Like a brilliantly prepared Italian dish, "Heat" is full of subtle and sublime flavor, created by the author's wonderful and precise use of detail and food nouns, and while this like good food can activate all our senses and stimulate intoxicating memories it can also be at times too rich and thus at times a bit revolting. (Was an entire chapter on polenta really necessary?)
And this book can only be truly appreciated by the true gourmand, as it is so densely packed with culinary terminology and thinking.
While Buford's preparation and execution can be a bit much, I did come away learning a lot from this book, lessons that will stay with me for the rest of my life, as I deepen my culinary practice: How simplicity can take a lifetime to master, how a food tastes of its ingredients (case in point is how pasta is defined by the quality of its egg) and of the devotion of its practitioners (it seems that only petite Italian women with very small hands with nothing to do all day but make tortellini can make true tortellini), how meat is defined not by the breed of the animal but by the breeding of the animal (feed a cow real grass, and let it grow strong and big by letting it till the fields and roam the pastures, and you'll have excellent beef), and how food can unite families and define cultures like nothing else (Italians believe they invented food).
And so unfortunately with the advent of modernization, technology, and globalization, food culture is slowly being lost to us. Here is an Italian master's poetic and poignant description of what we have lost:
"In the seventies, the chianine were good. They tasted of the hillsides and clean air. They ate grass and had acres to roam in, and, because they were work animals, they were exercised constantly.
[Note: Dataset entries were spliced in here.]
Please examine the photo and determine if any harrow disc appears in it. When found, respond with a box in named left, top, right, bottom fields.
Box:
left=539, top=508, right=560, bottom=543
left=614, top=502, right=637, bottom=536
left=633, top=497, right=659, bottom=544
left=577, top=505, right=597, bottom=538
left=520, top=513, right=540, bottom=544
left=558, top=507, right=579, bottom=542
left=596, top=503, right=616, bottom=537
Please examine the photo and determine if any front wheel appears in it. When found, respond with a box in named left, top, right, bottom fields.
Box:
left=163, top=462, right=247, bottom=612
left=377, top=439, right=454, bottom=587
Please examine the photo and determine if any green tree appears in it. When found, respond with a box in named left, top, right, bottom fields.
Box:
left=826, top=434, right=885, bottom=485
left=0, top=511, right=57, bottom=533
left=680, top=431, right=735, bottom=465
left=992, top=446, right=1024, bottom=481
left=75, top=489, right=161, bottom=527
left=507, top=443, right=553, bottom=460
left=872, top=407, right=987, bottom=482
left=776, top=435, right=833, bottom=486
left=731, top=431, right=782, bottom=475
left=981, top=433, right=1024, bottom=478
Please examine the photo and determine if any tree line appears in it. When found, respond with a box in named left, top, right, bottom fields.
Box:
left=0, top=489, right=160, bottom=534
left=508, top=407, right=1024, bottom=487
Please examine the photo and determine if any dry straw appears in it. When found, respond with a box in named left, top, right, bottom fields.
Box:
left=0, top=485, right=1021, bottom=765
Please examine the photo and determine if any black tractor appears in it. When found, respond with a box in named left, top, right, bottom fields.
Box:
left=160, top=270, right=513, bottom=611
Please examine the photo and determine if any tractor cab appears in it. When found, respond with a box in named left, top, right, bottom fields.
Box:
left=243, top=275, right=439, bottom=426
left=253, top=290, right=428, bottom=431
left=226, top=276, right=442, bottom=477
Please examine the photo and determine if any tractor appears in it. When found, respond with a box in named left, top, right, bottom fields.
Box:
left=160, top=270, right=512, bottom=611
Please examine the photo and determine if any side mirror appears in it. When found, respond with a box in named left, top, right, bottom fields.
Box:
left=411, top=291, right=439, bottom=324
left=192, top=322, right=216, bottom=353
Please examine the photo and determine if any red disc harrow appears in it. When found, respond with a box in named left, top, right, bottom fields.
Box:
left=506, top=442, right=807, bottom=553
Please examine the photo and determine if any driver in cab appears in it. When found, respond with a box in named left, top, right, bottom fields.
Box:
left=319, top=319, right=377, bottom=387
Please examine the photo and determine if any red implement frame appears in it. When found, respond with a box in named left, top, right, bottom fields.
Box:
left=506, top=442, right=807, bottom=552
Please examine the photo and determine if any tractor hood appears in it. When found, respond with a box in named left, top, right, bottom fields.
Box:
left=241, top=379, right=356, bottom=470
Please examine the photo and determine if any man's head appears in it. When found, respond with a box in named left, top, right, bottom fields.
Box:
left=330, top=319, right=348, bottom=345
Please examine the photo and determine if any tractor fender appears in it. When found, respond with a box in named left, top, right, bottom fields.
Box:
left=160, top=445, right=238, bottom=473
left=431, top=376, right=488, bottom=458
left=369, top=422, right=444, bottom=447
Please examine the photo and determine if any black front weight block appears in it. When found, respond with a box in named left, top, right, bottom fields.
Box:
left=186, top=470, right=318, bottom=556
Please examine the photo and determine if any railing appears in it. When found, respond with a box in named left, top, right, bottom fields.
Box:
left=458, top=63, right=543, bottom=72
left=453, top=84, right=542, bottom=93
The meat was firm and pure. It might take two weeks before it softened up. Today, the chianine do not have hillsides to roam in, because you use a tractor to work vines, not an animal. And instead of grass, they eat cereals, grains, and protein pellets: mush. They eat mush. They taste of mush. And after the animal is slaughtered, the meat behaves like mush: it disintegrates in days. A chianina is a thing to flee from!"
Only a very small sliver of the population can afford to work for many months for free, to shuttle back and forth between New York and Italy while maintaining a New York City apartment, and dine regularly on the very best hand-made, small-batch, "slow" food. It's one thing to illuminate those artisans, such as those of Northern Italy the author had spent time with, who are keeping old traditions alive. It's another thing altogether to expect that large-scale, factory-made food is going anywhere soon. With more and more people to feed, and more and more of them demanding increased quantities of meat, the privileges enjoyed by the Bill Bufords of this world will continue to be an extreme rarity, even as it serves to inspire the rest of us to care a bit more about our traditions, the food we eat, and how we prepare it.